TL;DR
Cloudflare Radar and independent researchers observed a BGP route leak on January 2, 2026 that involved AS8048 (CANTV) redistributing prefixes originated by AS21980 (Dayco Telecom). The pattern of similar route leaks since December suggests configuration or policy errors at the ISP rather than clear malicious activity.
What happened
On January 2, Cloudflare Radar flagged a routing anomaly in Venezuela in which AS8048 (CANTV) propagated routes belonging to AS21980 (Dayco Telecom) beyond their expected scope. The leaked paths show routes pulled from AS6762 (Sparkle) and then advertised toward AS52320 (V.tal/GlobeNet), a classic Type 1 hairpin-style route leak. Many of the affected prefixes sit inside the 200.74.224.0/20 block and appeared in multiple separate announcements roughly hourly between 15:30 and 17:45 UTC. Analysis of AS relationships using BGPKIT’s monocle tool and route-collector observations indicates AS8048 functions as a provider for AS21980. The leaked advertisements also included extensive AS prepending of AS8048, which would generally make those paths less attractive to other networks. Similar incidents from AS8048 occurred repeatedly since early December, and researchers say the evidence points toward loose export/import routing policies or convergence issues rather than a definitive, intentional interception campaign.
Why it matters
- Route leaks can reroute traffic inefficiently and create outages or latency even when not malicious.
- Repeated leaks from a single ISP suggest persistent configuration or policy weaknesses that pose ongoing operational risk.
- Incomplete deployment of origin validation (RPKI/ROV) reduces an operator’s ability to block illegitimate origin announcements.
- Standards and attributes such as RFC9234 and Only-to-Customer (OTC) can help prevent these policy-based leaks when broadly implemented.
Key facts
- Cloudflare Radar detected the leak events on January 2, 2026.
- The leaker AS was AS8048 (CANTV), and the affected prefixes were originated by AS21980 (Dayco Telecom).
- Impacted prefixes were part of the 200.74.224.0/20 subnet.
- Path analysis showed routes taken from AS6762 (Sparkle) and redistributed to AS52320 (V.tal/GlobeNet).
- Monocle as2rel output and collector data indicate AS8048 is the upstream provider for AS21980, with a 9.9% 'connected' visibility in the sample.
- Many leaked advertisements included heavy AS8048 prepending, which usually reduces path preference.
- The January 2 announcements occurred in multiple bursts roughly an hour apart between 15:30 and 17:45 UTC.
- There were eleven similar route leak events attributed to AS8048 since the beginning of December.
- Observers noted AS6762 may have an incomplete deployment of RPKI Route Origin Validation (ROV).
What to watch next
- Whether AS8048 (CANTV) adjusts its export/import BGP policies or prefix filters to stop recurring leaks — not confirmed in the source.
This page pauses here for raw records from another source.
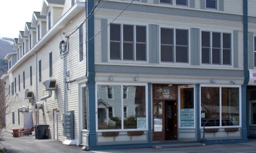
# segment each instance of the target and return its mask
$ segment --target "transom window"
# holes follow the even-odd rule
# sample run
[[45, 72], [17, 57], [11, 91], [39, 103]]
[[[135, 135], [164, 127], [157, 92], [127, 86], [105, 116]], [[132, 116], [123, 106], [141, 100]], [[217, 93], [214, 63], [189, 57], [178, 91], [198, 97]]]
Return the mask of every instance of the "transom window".
[[110, 59], [147, 61], [146, 26], [110, 24]]
[[217, 0], [206, 0], [206, 8], [217, 9]]
[[161, 61], [189, 62], [188, 30], [161, 28]]
[[202, 31], [202, 63], [231, 65], [231, 34]]

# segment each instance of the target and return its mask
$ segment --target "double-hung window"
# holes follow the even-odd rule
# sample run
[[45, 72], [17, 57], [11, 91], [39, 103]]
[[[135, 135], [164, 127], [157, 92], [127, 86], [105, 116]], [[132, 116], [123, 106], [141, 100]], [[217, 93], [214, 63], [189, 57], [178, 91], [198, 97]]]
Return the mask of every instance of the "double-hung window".
[[176, 4], [188, 6], [188, 0], [176, 0]]
[[231, 34], [202, 31], [202, 64], [231, 65]]
[[189, 62], [188, 30], [161, 28], [161, 61]]
[[[147, 84], [97, 84], [98, 99], [95, 101], [97, 109], [97, 129], [102, 130], [145, 130], [147, 128]], [[106, 90], [111, 87], [112, 99], [106, 95]], [[124, 89], [129, 94], [124, 99]]]
[[217, 9], [217, 0], [206, 0], [206, 8]]
[[254, 67], [256, 67], [256, 36], [254, 37]]
[[110, 24], [110, 59], [146, 61], [146, 26]]

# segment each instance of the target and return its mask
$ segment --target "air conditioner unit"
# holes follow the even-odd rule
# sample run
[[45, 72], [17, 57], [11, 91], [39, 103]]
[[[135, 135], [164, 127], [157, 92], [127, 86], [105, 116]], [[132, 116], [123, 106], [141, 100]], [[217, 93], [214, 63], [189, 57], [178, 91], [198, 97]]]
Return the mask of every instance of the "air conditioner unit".
[[44, 105], [43, 105], [42, 103], [41, 103], [40, 102], [36, 102], [36, 103], [35, 103], [35, 108], [36, 108], [37, 110], [40, 110], [40, 109], [42, 110], [42, 109], [43, 109]]
[[21, 113], [28, 112], [28, 106], [21, 106], [19, 107], [19, 111]]
[[54, 91], [57, 89], [57, 84], [56, 79], [47, 80], [43, 82], [45, 86], [45, 91]]
[[33, 92], [25, 91], [25, 99], [33, 99]]

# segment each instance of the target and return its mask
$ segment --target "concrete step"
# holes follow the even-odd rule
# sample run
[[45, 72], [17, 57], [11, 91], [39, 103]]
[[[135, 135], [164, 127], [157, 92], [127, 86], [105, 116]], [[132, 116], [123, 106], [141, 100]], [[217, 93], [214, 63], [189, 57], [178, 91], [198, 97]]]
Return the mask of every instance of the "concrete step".
[[151, 147], [154, 149], [166, 149], [166, 148], [183, 148], [183, 147], [203, 147], [203, 146], [205, 146], [205, 144], [200, 143], [183, 143], [183, 144], [157, 145], [152, 145]]

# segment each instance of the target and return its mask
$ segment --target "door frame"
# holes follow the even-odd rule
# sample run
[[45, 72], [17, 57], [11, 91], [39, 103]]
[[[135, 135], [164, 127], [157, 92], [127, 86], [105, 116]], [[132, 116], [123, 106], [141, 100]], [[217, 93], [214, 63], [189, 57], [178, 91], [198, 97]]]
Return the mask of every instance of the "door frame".
[[[54, 112], [56, 112], [56, 126], [57, 126], [57, 129], [56, 129], [56, 131], [55, 131], [55, 130], [54, 130], [54, 126], [55, 126], [55, 124], [54, 124]], [[54, 108], [54, 109], [52, 109], [52, 115], [53, 115], [53, 117], [52, 117], [52, 119], [53, 119], [53, 122], [52, 122], [52, 123], [53, 123], [53, 139], [55, 139], [55, 140], [59, 140], [58, 139], [58, 109], [57, 108]], [[55, 138], [55, 133], [57, 133], [57, 135], [56, 135], [56, 136], [57, 136], [57, 138]]]
[[[195, 129], [196, 128], [196, 85], [184, 85], [178, 86], [178, 129]], [[194, 91], [194, 126], [193, 127], [181, 127], [180, 126], [180, 89], [193, 88]]]

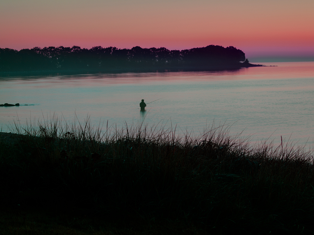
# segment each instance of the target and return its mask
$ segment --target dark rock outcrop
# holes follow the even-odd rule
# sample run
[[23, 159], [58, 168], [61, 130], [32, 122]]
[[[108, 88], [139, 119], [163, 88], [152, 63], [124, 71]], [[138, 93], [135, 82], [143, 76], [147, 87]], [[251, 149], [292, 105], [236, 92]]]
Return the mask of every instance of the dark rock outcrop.
[[10, 106], [19, 106], [19, 104], [17, 103], [15, 104], [11, 104], [6, 103], [4, 104], [0, 104], [0, 106], [4, 106], [5, 107], [8, 107]]

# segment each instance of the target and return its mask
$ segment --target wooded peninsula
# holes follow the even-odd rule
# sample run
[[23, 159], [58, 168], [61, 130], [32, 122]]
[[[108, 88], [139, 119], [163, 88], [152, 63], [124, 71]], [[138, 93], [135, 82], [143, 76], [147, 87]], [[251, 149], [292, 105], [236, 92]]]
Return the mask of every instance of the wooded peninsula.
[[19, 51], [0, 48], [0, 73], [101, 72], [210, 71], [263, 66], [249, 63], [233, 46], [211, 45], [190, 49], [132, 49], [74, 46], [35, 47]]

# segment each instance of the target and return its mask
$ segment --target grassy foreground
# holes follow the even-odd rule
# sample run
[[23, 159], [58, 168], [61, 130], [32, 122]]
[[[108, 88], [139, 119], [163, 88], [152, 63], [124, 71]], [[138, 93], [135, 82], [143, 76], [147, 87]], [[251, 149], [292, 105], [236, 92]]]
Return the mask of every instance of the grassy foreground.
[[4, 234], [311, 234], [312, 151], [52, 117], [0, 138]]

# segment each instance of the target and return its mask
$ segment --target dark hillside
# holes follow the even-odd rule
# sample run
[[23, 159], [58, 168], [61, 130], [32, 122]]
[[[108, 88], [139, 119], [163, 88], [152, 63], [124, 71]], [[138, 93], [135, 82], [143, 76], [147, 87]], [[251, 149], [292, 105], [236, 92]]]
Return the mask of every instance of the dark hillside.
[[75, 46], [50, 46], [19, 51], [0, 48], [0, 72], [237, 69], [249, 66], [241, 62], [245, 60], [241, 50], [213, 45], [182, 51], [139, 46], [132, 49], [95, 46], [89, 50]]

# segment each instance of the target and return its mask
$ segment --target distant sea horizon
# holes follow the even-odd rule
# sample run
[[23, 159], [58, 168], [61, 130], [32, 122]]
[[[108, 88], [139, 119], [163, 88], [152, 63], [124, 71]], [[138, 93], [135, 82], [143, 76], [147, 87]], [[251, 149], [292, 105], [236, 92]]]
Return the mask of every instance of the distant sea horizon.
[[250, 63], [271, 63], [273, 62], [306, 62], [314, 61], [314, 55], [312, 56], [253, 56], [247, 58]]

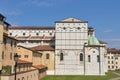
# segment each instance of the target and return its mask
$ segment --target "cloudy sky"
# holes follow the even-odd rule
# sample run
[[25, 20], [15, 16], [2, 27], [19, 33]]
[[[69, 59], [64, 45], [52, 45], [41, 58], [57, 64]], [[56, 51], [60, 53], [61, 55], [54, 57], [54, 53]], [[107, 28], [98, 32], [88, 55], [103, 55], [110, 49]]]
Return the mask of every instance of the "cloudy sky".
[[1, 0], [0, 13], [18, 26], [53, 26], [76, 17], [88, 21], [108, 47], [120, 49], [120, 0]]

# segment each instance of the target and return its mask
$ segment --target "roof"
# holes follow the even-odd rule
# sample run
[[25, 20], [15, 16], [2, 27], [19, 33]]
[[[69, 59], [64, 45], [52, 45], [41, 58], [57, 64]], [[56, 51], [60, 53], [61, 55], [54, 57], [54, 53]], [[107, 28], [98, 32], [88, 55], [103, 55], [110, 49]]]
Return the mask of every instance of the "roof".
[[107, 44], [106, 42], [101, 41], [101, 40], [99, 40], [99, 43], [100, 43], [100, 44]]
[[49, 45], [39, 45], [36, 47], [32, 47], [32, 50], [36, 50], [36, 51], [54, 51], [55, 47], [54, 46], [49, 46]]
[[55, 23], [87, 23], [87, 21], [83, 21], [77, 18], [69, 17], [60, 21], [55, 21]]
[[40, 64], [40, 65], [33, 65], [33, 67], [37, 69], [42, 69], [42, 68], [46, 68], [47, 66]]
[[88, 38], [88, 45], [99, 45], [99, 41], [95, 36], [90, 36]]
[[55, 37], [54, 36], [16, 36], [16, 38], [18, 40], [21, 40], [21, 39], [29, 39], [29, 40], [40, 40], [40, 39], [54, 39]]
[[33, 52], [35, 52], [35, 53], [39, 53], [39, 54], [41, 54], [41, 53], [38, 52], [38, 51], [32, 50], [32, 49], [30, 49], [30, 48], [26, 48], [26, 47], [21, 46], [21, 45], [18, 45], [17, 47], [22, 47], [22, 48], [25, 48], [25, 49], [27, 49], [27, 50], [33, 51]]
[[9, 29], [55, 29], [54, 26], [10, 26]]
[[1, 13], [0, 13], [0, 16], [1, 16], [1, 17], [3, 17], [3, 18], [5, 18], [5, 16], [4, 16], [4, 15], [2, 15]]
[[107, 52], [112, 52], [112, 53], [120, 53], [120, 49], [116, 49], [116, 48], [107, 48]]
[[13, 37], [8, 36], [8, 34], [7, 34], [7, 33], [3, 33], [3, 36], [4, 36], [4, 37], [7, 37], [7, 38], [10, 38], [10, 39], [12, 39], [12, 40], [16, 40], [16, 41], [18, 41], [17, 39], [15, 39], [15, 38], [13, 38]]
[[19, 59], [18, 64], [32, 64], [32, 62], [29, 62], [29, 61], [25, 61], [25, 60], [22, 60], [22, 59]]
- Broader adoption of RFC9234 / Only-to-Customer attributes among regional operators to reduce policy-driven leaks — not confirmed in the source.
- Any follow-up route leaks from AS8048 or the same prefix space in the coming days and weeks as operators converge on fixes — not confirmed in the source.
Quick glossary
- BGP (Border Gateway Protocol): The routing protocol that networks use to exchange reachability information across the global Internet, allowing Autonomous Systems to advertise which IP prefixes they can serve.
- Route leak: When a network advertises routing information beyond its intended scope, violating expected customer-provider or peer-peer propagation rules and potentially causing suboptimal or unexpected paths.
- Autonomous System (AS): A collection of IP networks operated by one or more network operators under a single routing policy, identified by a unique AS number.
- RPKI / Route Origin Validation (ROV): A cryptographic system that lets operators verify which AS is authorized to originate a given IP prefix, helping to prevent origin hijacks.
- AS prepending: The practice of repeating an AS number multiple times in a BGP path announcement to make that path less preferred by other networks.
Reader FAQ
Was this leak deliberate or malicious?
Not confirmed in the source; analysts argue configuration or policy errors are a more likely explanation based on the data.
Could the leak have been used to intercept traffic?
Not confirmed in the source; the observed heavy AS prepending would typically make the leaked paths less attractive for interception purposes.
Is this connected to the U.S. capture of Nicolás Maduro?
The source notes the leaks began over twelve hours before the reported capture and finds no reason to believe the events are related.
How common are these kinds of leaks from AS8048?
The source reports eleven similar route leak events involving AS8048 since the start of December.